O ESTADO DA EUROPA. SOTEU – Reflexões sobre um discurso do estado da União. Pela primeira vez na história, o discurso do estado da União Europeia (SOTEU) foi feito no feminino. Com verdade e ambição, com coragem e realismo. Ursula von der Leyen assumiu sem tibiezas: “É momento de a Europa passar de fragilidade a nova vitalidade.” Assumiu a fragilidade da Europa, face à pandemia, face à economia, e até face à democracia (lapidar o aparte para um deputado AfD alemã: “Percebo que fique enfurecido quando falo na dignidade intrínseca e inquestionável de cada ser humano, independentemente do sítio onde nasceu, porque para a extrema direita só há dois tipos de pessoas: nós e eles”). Assumir que a Europa se encontra numa posição de fragilidade não pode ser uma tautologia, tem de ser um convite à ação. Num discurso em que se sitiou o mercado interno e a sua competitividade como fatores fulcrais do desenvolvimento da Europa que queremos, Ursula von der Leyen não fugiu à questão da pandemia, quer no plano da saúde dos cidadãos europeus – propondo o reforço das competências e dos orçamentos ao nível europeu de modo a preparar uma resposta enquanto aguardamos a vacina para a Covid-19 – quer no plano da economia, muito especialmente no impacto que a pandemia pode ter sobre os mercados de trabalho.

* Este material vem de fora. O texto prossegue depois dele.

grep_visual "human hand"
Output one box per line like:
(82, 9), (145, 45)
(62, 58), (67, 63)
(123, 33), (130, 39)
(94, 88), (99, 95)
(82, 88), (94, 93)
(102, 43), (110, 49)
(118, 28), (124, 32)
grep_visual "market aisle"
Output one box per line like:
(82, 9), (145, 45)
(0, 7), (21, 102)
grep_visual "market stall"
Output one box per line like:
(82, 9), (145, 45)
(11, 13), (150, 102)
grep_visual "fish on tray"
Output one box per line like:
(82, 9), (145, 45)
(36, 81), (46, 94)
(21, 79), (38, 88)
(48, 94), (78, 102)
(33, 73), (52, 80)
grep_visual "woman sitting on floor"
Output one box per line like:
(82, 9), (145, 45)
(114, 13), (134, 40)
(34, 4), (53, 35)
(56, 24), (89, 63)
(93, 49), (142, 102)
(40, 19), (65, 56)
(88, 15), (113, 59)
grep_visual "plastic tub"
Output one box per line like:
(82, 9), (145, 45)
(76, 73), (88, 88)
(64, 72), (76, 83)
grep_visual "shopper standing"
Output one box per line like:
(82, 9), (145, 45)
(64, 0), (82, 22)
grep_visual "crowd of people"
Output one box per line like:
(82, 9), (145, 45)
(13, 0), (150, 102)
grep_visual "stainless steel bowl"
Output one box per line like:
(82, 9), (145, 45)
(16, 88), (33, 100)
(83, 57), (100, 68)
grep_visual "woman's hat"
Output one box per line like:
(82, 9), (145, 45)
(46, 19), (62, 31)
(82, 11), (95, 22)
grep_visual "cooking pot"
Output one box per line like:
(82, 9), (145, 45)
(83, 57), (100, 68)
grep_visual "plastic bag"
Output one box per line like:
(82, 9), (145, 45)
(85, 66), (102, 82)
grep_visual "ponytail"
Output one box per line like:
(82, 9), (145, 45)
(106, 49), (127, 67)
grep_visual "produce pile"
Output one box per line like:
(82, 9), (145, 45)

Proteger trabalhadores e empresas – Não resisto a citar um parágrafo na sua totalidade: “Quando assumi funções, comprometi-me a criar um instrumento destinado a proteger os trabalhadores e as empresas em relação a choques externos. E isto porque aprendi, enquanto ministra do Trabalho e dos Assuntos Sociais, que estes instrumentos são realmente eficazes. Permitem conservar os empregos, preservar as competências nas empresas e manter as PME em atividade. As PME são a força motriz da nossa economia e serão o principal motor da nossa recuperação. Foi por essa razão que a Comissão decidiu criar o programa SURE. Gostaria de agradecer igualmente ao Parlamento os esforços envidados neste campo em tempo recorde. Se a Europa conseguiu evitar, até à data, as enormes taxas de desemprego registadas noutras latitudes, tal deveu-se em grande parte ao facto de cerca de 40 milhões de pessoas se terem candidatado a regimes de tempo de trabalho reduzido.” A presidente da Comissão Europeia sabe do que fala. Esteve em funções, na área social e laboral, ao tempo da crise das dívidas soberanas, e sabe bem o impacto que as “ondas de choque”, quer internas, quer externas, podem ter sobre o mercado de trabalho. E falou da ajuda financeira de que Portugal pode beneficiar mais rapidamente e em tempo útil: o programa SURE. Portugal candidatou-se a uma verba de 5,9 mil milhões de euros. Dinheiro que não está dependente da negociação do próximo quadro financeiro plurianual, dinheiro que não está sujeito a veto de um ou outro “frugal”, e que pode servir para apoiar diretamente as empresas, especialmente PME, na tão necessária retoma económica e na manutenção de empregos.
Um rumo para o próximo ano – Mas o discurso não ficou por aqui. Assumiu uma nova ambição na dimensão do Pacto Ecológico Europeu de alocar 37% dos 750 mil milhões de euros a este objetivo; assumiu que a Europa tem de ter a capacidade de liderar a transformação digital, em especial nos dados, na tecnologia e nas infraestruturas, não deixando fugir o protagonismo nem para os EUA, nem para a China; e assumiu ainda que a Europa tem de ter uma nova abordagem relativamente às migrações, com a preocupação do que esta crise pode impactar na qualidade dos regimes democráticos e reafirmando os valores europeus inclusivos e não discriminatórios.
Foi um discurso perfeito? Claro que não, até porque isso não existe. E a nova vitalidade da Europa não depende de um só discurso, de uma só pessoa, ou de uma só instituição. Mas foi um discurso que apontou para linhas certas, traçou um caminho e que serve de guia e bússola para o que vai ser o trabalho da Comissão. Para o Conselho, para o Parlamento, torna-se claro o programa do próximo ano da Comissão. Para Portugal, que tem a presidência da União a partir de Janeiro, pode ser uma alavanca para muitas das matérias que deviam constar das nossas prioridades. Citando a imortal Agustina Bessa-Luís, para concluir também no feminino: “O país não precisa de quem diga o que está errado; precisa de quem saiba o que está certo.”